Configure Google Cloud Armor rate limiting with Envoy

This page shows you how to configure global server-side rate limiting for your service mesh by using Google Cloud Armor. You can use this feature to apply fairshare rate limiting to all traffic arriving to your service, helping you to fairly share the available capacity of your services and mitigate the risk of malicious or misbehaving clients from overloading your services. For more information about rate limiting, read the rate limiting overview.

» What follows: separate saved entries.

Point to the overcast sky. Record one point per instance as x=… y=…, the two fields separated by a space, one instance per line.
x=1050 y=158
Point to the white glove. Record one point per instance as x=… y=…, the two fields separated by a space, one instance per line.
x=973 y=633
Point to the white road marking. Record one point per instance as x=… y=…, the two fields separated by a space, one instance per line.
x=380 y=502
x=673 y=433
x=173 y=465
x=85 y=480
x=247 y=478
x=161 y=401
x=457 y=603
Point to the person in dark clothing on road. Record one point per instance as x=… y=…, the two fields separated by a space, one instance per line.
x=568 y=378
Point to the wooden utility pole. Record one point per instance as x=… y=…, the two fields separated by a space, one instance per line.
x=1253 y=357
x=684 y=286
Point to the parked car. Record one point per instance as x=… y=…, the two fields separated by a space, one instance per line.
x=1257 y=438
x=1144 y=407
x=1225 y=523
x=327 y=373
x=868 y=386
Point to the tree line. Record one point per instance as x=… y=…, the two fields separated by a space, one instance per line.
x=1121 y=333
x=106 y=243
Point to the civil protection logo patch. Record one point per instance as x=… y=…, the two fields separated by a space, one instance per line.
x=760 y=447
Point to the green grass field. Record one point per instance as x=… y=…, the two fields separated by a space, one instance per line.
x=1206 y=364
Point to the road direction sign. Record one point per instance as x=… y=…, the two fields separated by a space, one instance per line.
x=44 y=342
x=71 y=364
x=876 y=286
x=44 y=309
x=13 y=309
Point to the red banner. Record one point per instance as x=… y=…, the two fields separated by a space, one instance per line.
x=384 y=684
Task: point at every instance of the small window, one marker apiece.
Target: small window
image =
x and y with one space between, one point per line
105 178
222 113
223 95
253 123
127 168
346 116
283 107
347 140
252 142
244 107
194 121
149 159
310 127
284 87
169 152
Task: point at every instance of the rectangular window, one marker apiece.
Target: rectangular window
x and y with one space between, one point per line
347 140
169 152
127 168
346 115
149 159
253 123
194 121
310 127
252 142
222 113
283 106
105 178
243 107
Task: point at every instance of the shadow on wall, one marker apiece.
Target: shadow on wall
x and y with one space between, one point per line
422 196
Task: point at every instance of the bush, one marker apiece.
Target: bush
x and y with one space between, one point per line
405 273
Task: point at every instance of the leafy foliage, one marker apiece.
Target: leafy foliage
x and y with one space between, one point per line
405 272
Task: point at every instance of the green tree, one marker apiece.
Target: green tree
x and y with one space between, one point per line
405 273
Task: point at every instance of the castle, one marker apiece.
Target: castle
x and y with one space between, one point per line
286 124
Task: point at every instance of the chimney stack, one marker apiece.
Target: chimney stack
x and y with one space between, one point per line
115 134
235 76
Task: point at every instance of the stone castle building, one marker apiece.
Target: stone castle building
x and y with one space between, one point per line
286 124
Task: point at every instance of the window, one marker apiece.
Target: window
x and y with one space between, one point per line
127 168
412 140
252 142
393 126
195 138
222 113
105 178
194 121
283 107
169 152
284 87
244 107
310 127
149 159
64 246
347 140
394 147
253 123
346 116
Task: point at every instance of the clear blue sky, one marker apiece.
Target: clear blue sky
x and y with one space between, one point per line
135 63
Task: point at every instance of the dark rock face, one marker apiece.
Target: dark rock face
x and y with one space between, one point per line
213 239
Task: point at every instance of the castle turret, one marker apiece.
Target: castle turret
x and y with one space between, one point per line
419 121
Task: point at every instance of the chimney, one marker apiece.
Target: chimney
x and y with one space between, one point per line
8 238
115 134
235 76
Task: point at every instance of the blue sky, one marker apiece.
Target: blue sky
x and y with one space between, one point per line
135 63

Configure Google Kubernetes Engine (GKE) for Envoy

Before you begin

Before you begin, you must enable the following APIs:

  • container.googleapis.com
  • compute.googleapis.com
  • trafficdirector.googleapis.com
  • networkservices.googleapis.com
  • meshconfig.googleapis.com
  • monitoring.googleapis.com

You can enable all of the APIs by using the following Google Cloud CLI command:

gcloud services enable \
    container.googleapis.com \
    compute.googleapis.com \
    trafficdirector.googleapis.com \
    networkservices.googleapis.com \
    meshconfig.googleapis.com \
    monitoring.googleapis.com

Then, create the environment variables that are used in this document:

export PROJECT_ID=PROJECT_ID
export PROJECT_NUMBER="$(gcloud projects describe "${PROJECT_ID}" --format="value(projectNumber)")"
export CLUSTER=CLUSTER
export ZONE=ZONE
export MESH_NAME=MESH_NAME
export MESH_URI=projects/${PROJECT_NUMBER}/locations/global/meshes/${MESH_NAME}

Replace the following variables with information from your project:

  • Replace PROJECT_ID with your project ID
  • Replace ZONE with the zone in which you intend to create your GKE cluster
  • Replace CLUSTER with the name of the cluster
  • Replace MESH_NAME with the name of the mesh

Create a GKE cluster

  1. Use the following command to create a GKE cluster in the zone that you specified in the previous section:

     gcloud container clusters create "CLUSTER" \
         --zone="ZONE" \
         --scopes="cloud-platform" \
         --tags="allow-envoy-health-checks" \
         --enable-ip-alias
    
  2. Get the credentials of your new cluster:

     gcloud container clusters get-credentials "CLUSTER" \
         --zone="ZONE"
    

Enable automatic injection

  1. Use the following command to apply the MutatingWebhookConfiguration resource to your cluster. When a Pod is created, the in-cluster admission controller is invoked, and it instructs the managed sidecar injector to add the Envoy container to the Pod.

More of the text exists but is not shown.